Güneş batmış, ortalık kararmaya başlamıştı. Ertuğrul adımlarını Sevda'nın adımlarını uydurarak yürürken yolun hiç bitmemesini istiyordu. Bu yol niye bu kadar kısaydı ki? Tek başına yürüyor olsaydı bu yol bitmek bilmezdi ama yanında Sevda olunca birkaç adım atınca eve varmış oluyorlardı.
Ertuğrul ellerini cebine sokmuş yürürken kaçamak bakışları sakince yürüyen Sevda'ya takılıp duruyordu. Sevda'da aynı kaçamak bakışlarla Ertuğrul'a bakıyordu.
"Bakkala annen mi bakıyor?" Ertuğrul aralarındaki sessizliği bölmek için aklına gelen herhangi bir şeyi sorduğunda Sevda bu sorusunu ilk önce başını sallayarak onayladı.
"Evet. Dışarı çıkmak istediğimde ya da kursa gideceğim sıralar da bakkalda annem olur."
"Anladım. Peki ya baban? Onu hiç görmedim." Ertuğrul sorduğu sorunun Sevda'yı sessizleştirdiğini ve durgunlaştırdığını görünce yanlış bir soru sorduğunu hemen anladı.
Sevda, Ertuğrul'dan gelen bu soru üzerine sessizleşti. Konuşup, sorduğu sorunun cevabını vermek istese de boğazına kocaman bir yumru oturmuş konuşmasını engelliyordu. Birkaç yutkunduktan sonra derin bir nefes aldı.
"Babam bir buçuk yıl önce vefat etti."
"Özür dilerim. Sormamam gerekirdi."
"Hayır, özür dilemene gerek yok. Nereden bilecektin ki."
"Başın sağ olsun." Sevda tebessüm etmeye çalışsa da dudakları bir türlü yukarı kıvrılmadı. Ertuğrul'a göstermemeye çalışarak yanaklarından süzülen yaşları silmeye çalışsa da Ertuğrul fark etmişti ama başını hafifçe yana çevirerek görmemiş gibi davrandı.

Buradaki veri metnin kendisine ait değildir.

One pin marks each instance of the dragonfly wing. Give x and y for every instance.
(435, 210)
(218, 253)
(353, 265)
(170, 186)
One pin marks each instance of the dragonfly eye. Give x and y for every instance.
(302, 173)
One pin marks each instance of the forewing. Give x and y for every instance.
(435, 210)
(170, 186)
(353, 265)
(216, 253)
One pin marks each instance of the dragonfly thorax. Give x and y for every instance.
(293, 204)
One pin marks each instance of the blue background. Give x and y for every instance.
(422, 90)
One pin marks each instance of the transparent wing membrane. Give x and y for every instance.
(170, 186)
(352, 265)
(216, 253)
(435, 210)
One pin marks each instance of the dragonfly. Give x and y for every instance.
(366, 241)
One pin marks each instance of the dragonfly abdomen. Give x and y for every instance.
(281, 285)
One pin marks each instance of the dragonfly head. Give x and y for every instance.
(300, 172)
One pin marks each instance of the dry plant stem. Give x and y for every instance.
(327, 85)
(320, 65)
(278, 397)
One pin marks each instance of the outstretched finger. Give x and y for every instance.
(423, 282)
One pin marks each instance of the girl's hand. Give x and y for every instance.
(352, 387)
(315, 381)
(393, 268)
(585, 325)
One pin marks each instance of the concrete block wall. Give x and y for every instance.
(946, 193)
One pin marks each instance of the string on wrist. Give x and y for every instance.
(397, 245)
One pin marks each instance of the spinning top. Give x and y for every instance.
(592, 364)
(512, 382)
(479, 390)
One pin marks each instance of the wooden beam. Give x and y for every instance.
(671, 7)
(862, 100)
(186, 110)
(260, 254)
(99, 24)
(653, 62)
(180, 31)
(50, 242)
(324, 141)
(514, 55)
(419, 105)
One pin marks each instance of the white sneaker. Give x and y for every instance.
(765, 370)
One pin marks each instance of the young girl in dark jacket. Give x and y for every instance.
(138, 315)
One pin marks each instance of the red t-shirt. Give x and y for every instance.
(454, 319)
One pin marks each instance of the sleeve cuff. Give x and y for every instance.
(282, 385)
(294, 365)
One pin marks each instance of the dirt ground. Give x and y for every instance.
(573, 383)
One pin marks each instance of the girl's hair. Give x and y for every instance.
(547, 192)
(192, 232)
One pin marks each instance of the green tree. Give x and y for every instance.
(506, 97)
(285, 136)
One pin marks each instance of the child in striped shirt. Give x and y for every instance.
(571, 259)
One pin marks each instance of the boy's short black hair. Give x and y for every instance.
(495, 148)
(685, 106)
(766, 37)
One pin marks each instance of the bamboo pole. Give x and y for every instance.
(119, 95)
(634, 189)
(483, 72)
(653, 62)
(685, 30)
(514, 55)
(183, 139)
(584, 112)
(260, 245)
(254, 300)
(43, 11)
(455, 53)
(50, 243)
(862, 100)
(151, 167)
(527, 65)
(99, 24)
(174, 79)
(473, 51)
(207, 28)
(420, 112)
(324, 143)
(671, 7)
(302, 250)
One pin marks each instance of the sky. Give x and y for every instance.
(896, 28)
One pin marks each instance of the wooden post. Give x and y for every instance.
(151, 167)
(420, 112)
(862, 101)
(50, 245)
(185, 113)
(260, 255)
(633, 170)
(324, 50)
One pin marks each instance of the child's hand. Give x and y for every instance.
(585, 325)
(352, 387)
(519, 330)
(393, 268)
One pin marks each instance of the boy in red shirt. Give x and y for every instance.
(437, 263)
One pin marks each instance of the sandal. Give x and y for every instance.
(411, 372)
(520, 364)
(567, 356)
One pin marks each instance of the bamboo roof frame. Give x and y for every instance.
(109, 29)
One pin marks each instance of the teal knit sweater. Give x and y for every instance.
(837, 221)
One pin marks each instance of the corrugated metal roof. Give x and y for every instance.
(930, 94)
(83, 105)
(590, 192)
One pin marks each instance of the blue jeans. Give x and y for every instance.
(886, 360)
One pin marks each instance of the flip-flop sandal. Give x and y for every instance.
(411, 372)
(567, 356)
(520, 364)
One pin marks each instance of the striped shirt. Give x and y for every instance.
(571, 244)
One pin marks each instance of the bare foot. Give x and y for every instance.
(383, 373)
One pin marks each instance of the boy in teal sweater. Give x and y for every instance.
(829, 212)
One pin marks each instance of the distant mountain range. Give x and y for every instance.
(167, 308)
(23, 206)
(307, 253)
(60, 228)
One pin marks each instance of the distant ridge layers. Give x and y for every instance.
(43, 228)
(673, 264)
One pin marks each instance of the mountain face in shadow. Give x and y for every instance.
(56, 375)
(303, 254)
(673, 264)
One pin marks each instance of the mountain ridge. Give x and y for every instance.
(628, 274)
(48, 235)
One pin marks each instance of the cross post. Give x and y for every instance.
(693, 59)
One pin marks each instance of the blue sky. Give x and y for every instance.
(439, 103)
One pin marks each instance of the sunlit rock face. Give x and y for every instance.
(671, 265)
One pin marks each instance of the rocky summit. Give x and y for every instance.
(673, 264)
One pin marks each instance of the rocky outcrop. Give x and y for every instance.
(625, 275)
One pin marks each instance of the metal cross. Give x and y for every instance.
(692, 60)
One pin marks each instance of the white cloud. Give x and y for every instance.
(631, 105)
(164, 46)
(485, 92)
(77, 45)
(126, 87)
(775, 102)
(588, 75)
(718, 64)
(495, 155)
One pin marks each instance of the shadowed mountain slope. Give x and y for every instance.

"Kusura bakma. Babam ne zaman aklıma gelse çok kötü oluyorum. Zamanla alışırsın diyorlar ama zamanla daha kötü oluyor gibi. Bir şey olduğunda koşarak ona anlatamıyorum, korktuğumda yanına gidemiyorum, bayramlarda elini öpemiyorum, sofraya onun için koyduğum tabağı artık koymuyorum. Zaman beni onun yokluğuna alıştırmak yerine bana daha çok onu hatırlatıyor. Çünkü onun eksikliğini fark ettirecek bir sürü şey yaşıyorum."
"Haklısın ama yine de ilk gün hissettiğin acıyı hissetmiyorsun artık. Zaman yokluğuna değil de acısına alıştırıyor daha çok."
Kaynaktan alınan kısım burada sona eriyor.